Bogleech.com's 2015 Horror Write-off:
" The Man in My Eye "
Submitted by Dustin & Adam Koski (xkcdtheater@gmail.com)
Four months ago I was completely blinded in my left eye. It’s the result of when two of a cop’s kids next door were playing with the gun he hadn’t bothered to put away properly. They shot a round through a window, across our yards, through my wall, and into the eye where it destroyed my optic nerve in the socket so completely that they said they couldn’t even put one of those new bionic eyes in there.
I don’t want anyone’s pity anymore. I got way more than I ever needed after that and, odd as it might sound, for a while after the shooting everything else went great for me. I got good medical coverage, no infections, things went fine at work while I was away and better when I came back, and a few investments I had made began to pay off in a big way. Things were “looking up.”
That ended two months ago.
I’d gone two months of what had been the left side of my vision just not being there and was getting used to it. But slowly I became aware there was a small, faint white patch in otherwise pure blackness. I was optimistic enough that I believed it meant that somehow, by some miracle or something, my vision was coming back. I took out the glass eye. Of course there was no change in my “vision” in that socket. Just a white spot in void. I didn’t even intend to tell anyone, since it seemed so benign it was bound to go away soon.

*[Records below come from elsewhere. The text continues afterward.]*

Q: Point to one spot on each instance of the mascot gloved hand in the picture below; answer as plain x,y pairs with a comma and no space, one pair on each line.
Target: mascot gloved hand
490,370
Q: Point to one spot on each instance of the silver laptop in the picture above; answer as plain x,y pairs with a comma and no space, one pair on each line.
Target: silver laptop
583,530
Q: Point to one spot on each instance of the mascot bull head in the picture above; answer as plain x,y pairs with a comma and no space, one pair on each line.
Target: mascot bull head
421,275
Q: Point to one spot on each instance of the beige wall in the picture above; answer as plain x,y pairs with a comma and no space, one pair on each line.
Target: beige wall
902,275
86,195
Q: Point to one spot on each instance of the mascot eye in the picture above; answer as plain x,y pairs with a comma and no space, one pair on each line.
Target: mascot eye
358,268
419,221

It didn’t. It grew so slowly that even though it never left my line of sight, it took a week for it to become clear what I was seeing. It was the pure white face of a man appearing as if he were emerging from pitch darkness into the beam of a spotlight aimed straight down. If I had ever seen this face before, I didn’t recognize it. It was another week before the entire pale face could be seen, including ears and the top of his scalp. He was bald, had no eyebrows, and was wrinkled like a middle-aged man who’d lived a hard life. His eyes were jet black. He looked utterly malevolent, his lips curled in a hideous sneer, his eyes glaring in fury. This expression did not change ever after weeks and weeks. As time went on, the face grew in size from my point of view, seemingly coming closer.
I told family, friends, psychologists and doctors about this. I had not been losing my mind, I had not been under inordinate stress that would cause me to hallucinate. Blood tests, CAT scans, psych tests, you name them. All of them have told me that there’s no reason I should be seeing this face with an eye that no longer functioned. I’m seeing it all the same.

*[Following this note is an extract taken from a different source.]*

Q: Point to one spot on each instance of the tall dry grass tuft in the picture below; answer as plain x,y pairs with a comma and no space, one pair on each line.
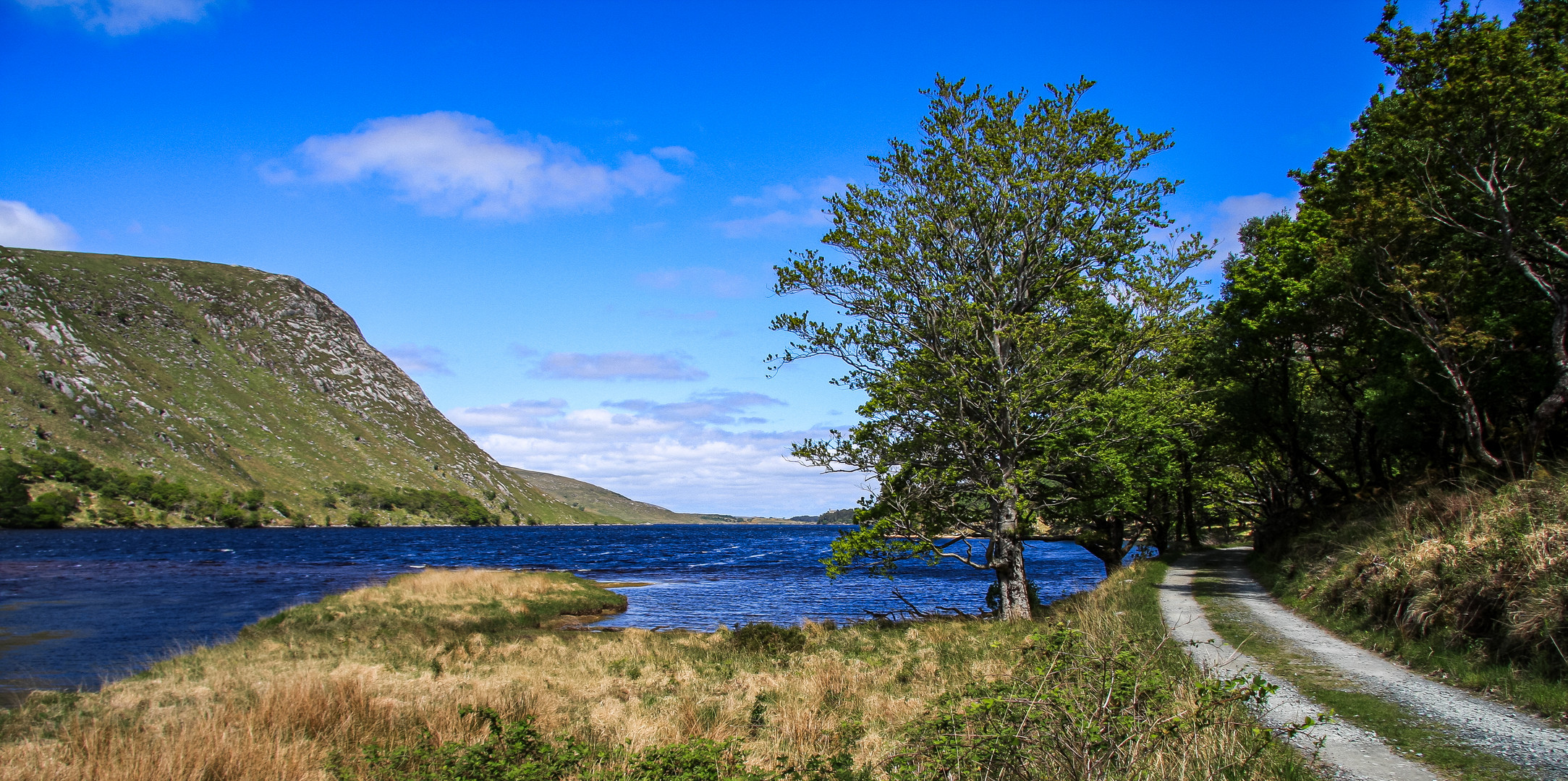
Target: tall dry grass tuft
1470,568
394,664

It doesn’t matter what my other eye is seeing or what my mood is, it’s there. Except at first when I was dreaming. That was my only relief from actually seeing that face, and naturally that went away. Who could look at something all day without dreaming about it? I’ve imagined all sorts of things a person who looked at me with such hate for so long would do to me.
The face has come so close that it fills most of what my left eye would be able to see. I can see the pores on the face, the tiny wrinkles in its eyelids. It’s a confrontational distance, actually close enough that it should be blurred if I saw it with my normal vision. Why is it approaching me? Is it just because I can “see” it? Does it need a reason? Has this been happening to anyone else? Is it the beginning of something new and widespread that no one would believe unless they saw it coming themselves?
Well, I don’t care about finding those answers any more. I haven’t slept for days. I haven’t felt alone and safe for weeks. But I’ve got an idea. The eye itself was destroyed, but there’s still that optic nerve back there that connects to the brain. I know I will not be able to get a surgeon to help me with this. What I intend to do may be, no, is irrational and dangerous. But if it means not having to see that face ever again, one way or another, then I’m only hesitating long enough to write about this so people will understand what I was thinking if it goes wrong. I’ll let you know soon, I hope.
UPDATE:
It was painful and hard, but I did it. I went in with a heated length of wire after numbing my face as much as I could and burned away all the nerve. At first it didn’t work. I had to go far and deep. And slowly, gradually, I could no longer see the face. I explained it away to the hospital as a stupid welding accident and for a time, I was happy again as I recuperated.
Then it came, the feeling of fingers on my neck. They’ve begun to squeeze. Slowly, ever so slowly they’re tightening. The skin on my neck has turned white, as it does when you press something against it. It’s becoming harder and harder to breathe. I can feel not only the fingertips along the front of my neck like normal hands. I feel other, very different fingers. Ones which wrap all the way around. Longer than any human’s.
I have an appointment with the doctor soon, but I already know they won’t be able to provide an explanation. I’m sure some of you think I’m insane for what I was willing to do to my eye, but something like that with neckt... I don’t think I could bring myself to do it. But maybe I’ll find the strength for that when trying to breathe becomes unbearable. I have the tools I’d use ready just in case.